The trial was a multi-center, randomized trial conducted in the United States from 2021-2023. Patients were adults receiving thrice-weekly in-center hemodialysis and had mean hemoglobin levels of 8.5-11 grams/deciliter and normal iron levels during screening. Patients were required to have been actively receiving MPG-EPO prior to the screening visits. Patients who had received darbepoetin alpha within the month prior to screening, and those with bleeding events, RBC transfusion in the 2 months prior to screening, or with known causes of anemia other than CKD, were excluded. Once enrolled, patients received either vadadustat 600mg or 900mg thrice weekly, or MPG-EPO according to the dialysis unit protocol. Doses were adjusted to maintain hemoglobin levels between 10-11 grams/deciliter. Of note, vadadustat dose could have been adjusted to as low as 300 milligrams or as high as 1200 milligrams thrice weekly. In both vadadustat groups, “rescue” treatments with ESA or RBC transfusion were allowed when medically necessary.

Patients tolerated the trial well, with a 94% treatment compliance rate among all treatment groups. Researchers defined the primary and secondary efficacy endpoints to be mean change in hemoglobin during a primary evaluation period (weeks 20-26) and a secondary evaluation period (weeks 46-52) and found that mean change in hemoglobin concentrations over time were non-inferior to MPG-EPO, though a higher proportion of patients receiving vadadustat were below the target hemoglobin range (10-11 grams/deciliter). In terms of safety, treatment-emergent adverse effects (TEAEs) were higher in the vadadustat groups than in the MPG-EPO group, most commonly gastrointestinal side effects including diarrhea.
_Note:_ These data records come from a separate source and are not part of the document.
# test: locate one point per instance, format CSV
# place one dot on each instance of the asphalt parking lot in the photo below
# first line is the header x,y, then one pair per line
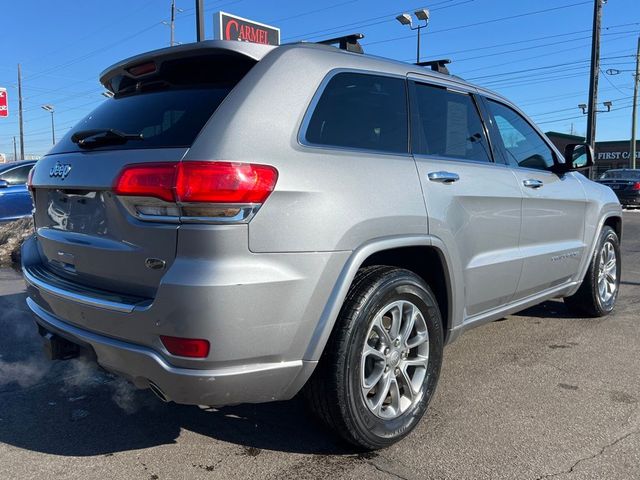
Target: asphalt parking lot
x,y
540,394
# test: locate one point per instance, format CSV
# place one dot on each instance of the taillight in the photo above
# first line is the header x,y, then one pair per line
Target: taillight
x,y
186,347
148,180
222,182
195,191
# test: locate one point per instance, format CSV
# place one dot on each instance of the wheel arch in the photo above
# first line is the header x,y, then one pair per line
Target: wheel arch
x,y
392,251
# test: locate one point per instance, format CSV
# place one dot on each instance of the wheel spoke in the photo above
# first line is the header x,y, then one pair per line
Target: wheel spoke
x,y
381,394
408,324
387,376
404,378
416,362
382,332
396,321
394,391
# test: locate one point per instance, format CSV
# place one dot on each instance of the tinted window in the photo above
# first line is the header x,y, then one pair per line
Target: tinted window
x,y
361,111
523,145
447,124
629,174
16,176
166,118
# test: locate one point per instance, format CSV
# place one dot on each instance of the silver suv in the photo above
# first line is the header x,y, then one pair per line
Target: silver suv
x,y
240,223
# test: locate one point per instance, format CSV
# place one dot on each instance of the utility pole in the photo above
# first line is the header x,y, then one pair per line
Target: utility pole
x,y
199,20
20,120
172,25
632,150
51,110
595,70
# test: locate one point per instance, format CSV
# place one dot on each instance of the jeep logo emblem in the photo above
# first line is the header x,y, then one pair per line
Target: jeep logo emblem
x,y
60,170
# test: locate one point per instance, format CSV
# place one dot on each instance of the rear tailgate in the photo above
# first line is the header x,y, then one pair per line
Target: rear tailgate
x,y
163,99
84,232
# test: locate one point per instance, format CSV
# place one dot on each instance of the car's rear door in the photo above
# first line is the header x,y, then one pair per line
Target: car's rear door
x,y
554,206
473,202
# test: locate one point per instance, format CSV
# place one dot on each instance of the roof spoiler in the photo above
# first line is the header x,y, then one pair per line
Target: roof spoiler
x,y
439,66
347,42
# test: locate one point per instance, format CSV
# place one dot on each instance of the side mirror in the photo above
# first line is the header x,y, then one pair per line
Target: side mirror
x,y
577,156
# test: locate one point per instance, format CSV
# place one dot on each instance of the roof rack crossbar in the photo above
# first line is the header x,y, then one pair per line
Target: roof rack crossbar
x,y
439,66
346,42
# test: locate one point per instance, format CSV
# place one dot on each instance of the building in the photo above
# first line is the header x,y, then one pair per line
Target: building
x,y
608,154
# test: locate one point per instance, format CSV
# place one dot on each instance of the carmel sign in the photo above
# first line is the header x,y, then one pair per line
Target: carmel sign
x,y
232,27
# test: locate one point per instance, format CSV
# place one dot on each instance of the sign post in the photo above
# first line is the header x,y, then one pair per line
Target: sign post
x,y
4,103
232,27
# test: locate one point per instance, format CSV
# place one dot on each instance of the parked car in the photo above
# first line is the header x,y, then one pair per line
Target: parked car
x,y
15,200
625,183
243,222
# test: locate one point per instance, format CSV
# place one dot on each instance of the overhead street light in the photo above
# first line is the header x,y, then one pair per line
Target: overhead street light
x,y
51,110
406,19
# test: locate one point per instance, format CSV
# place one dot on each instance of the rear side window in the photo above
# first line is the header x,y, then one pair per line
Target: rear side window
x,y
523,145
361,111
447,124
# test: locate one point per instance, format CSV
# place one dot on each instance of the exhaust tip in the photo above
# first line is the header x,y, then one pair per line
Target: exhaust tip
x,y
158,392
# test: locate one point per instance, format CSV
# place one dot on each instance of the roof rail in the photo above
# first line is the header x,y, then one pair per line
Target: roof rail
x,y
439,66
346,42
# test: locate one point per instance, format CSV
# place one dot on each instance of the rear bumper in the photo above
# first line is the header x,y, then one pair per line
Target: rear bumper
x,y
259,311
142,365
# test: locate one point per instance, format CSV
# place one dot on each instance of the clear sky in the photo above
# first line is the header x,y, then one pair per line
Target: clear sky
x,y
535,52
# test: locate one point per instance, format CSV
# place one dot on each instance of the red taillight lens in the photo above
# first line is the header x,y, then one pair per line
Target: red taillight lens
x,y
197,182
186,347
148,180
224,182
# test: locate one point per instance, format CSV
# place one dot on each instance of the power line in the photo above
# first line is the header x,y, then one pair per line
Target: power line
x,y
389,17
485,22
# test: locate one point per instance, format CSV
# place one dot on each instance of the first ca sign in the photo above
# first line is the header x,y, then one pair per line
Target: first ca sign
x,y
4,103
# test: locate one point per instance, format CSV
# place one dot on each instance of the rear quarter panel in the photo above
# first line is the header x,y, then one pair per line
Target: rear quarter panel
x,y
325,199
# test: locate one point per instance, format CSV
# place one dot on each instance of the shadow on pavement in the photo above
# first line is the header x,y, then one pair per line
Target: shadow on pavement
x,y
548,309
64,408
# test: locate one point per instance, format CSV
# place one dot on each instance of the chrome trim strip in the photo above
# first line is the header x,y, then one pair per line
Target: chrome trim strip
x,y
76,297
50,322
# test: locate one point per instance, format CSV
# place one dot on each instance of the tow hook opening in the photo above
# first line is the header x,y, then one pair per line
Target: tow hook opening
x,y
158,392
58,348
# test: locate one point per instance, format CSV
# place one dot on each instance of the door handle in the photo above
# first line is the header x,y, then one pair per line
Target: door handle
x,y
443,177
532,183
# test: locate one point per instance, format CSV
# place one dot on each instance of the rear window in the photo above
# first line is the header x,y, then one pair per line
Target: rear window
x,y
620,174
361,111
166,118
168,107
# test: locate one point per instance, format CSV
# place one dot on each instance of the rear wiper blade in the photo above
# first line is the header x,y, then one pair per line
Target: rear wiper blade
x,y
89,138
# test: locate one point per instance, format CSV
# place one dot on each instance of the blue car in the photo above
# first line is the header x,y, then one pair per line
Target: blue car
x,y
15,200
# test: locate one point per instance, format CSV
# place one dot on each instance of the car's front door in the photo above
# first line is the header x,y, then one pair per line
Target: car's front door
x,y
554,206
473,203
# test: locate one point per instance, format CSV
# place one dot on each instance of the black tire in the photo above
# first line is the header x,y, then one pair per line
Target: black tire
x,y
334,392
587,300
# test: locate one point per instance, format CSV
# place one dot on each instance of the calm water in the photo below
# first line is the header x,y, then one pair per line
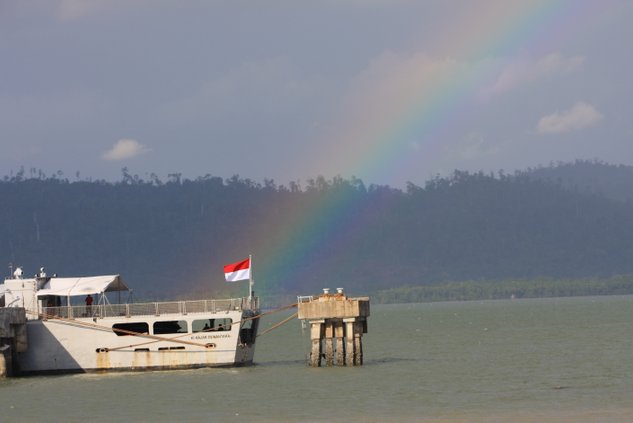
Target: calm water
x,y
549,360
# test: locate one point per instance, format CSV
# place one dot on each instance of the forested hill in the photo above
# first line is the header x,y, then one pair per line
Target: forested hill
x,y
591,177
173,237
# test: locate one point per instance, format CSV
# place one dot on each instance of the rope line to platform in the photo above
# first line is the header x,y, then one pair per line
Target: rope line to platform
x,y
286,320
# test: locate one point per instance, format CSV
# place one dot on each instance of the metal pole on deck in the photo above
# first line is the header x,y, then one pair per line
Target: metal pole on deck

Serious TEAEs and mortality were similar between groups (most frequently infections), except for cardiac arrests which were higher in the MPG-EPO group (7.3%) than in the vadadustat total group (1.7%).  Overall, almost half of patients in the vadadustat 600mg thrice weekly group required titration to 900mg or 1200mg, suggesting that the 600mg dose may be too low for some patients (though 18% titrated down to 300mg during the trial).

Researchers concluded that thrice-weekly vadadustat was non-inferior in efficacy to a long-acting ESA, was generally well-tolerated despite a mild increase in gastrointestinal side effects, and demonstrated a similar overall safety profile to MPG-EPO, with a lower incidence of cardiovascular events compared to the ESA. Novel HIF-PHIs require long-term follow-up to determine if safety issues will arise subsequent to the one-year trial period assessed in trials like INNO2VATE and FO2CUS. Adoption of novel therapies into clinical practice has the potential to benefit patients in terms of efficacy and reduction in side effects, but economics and logistics will often play a role. It is crucial for clinicians to become aware of how decisions are made regarding the use of novel therapeutics in our practices, and the dialysis unit is an example of a setting where this is particularly important, as we are the advocates for our patients’ safety and well-being. It is also important to consider that a patient who is admitted to the hospital may not have access to the new agents, so the clinician must decide whether to use an ESA in that setting, or to withhold this aspect of anemia treatment until the patient returns to their outpatient unit. Despite the uncertainty when considering new treatment options, investigation into novel treatments for anemia secondary to kidney disease is one of many recent innovations within the field of nephrology, making it an exciting time to care for patients, as we strive for improvements in quality of life and clinical outcomes.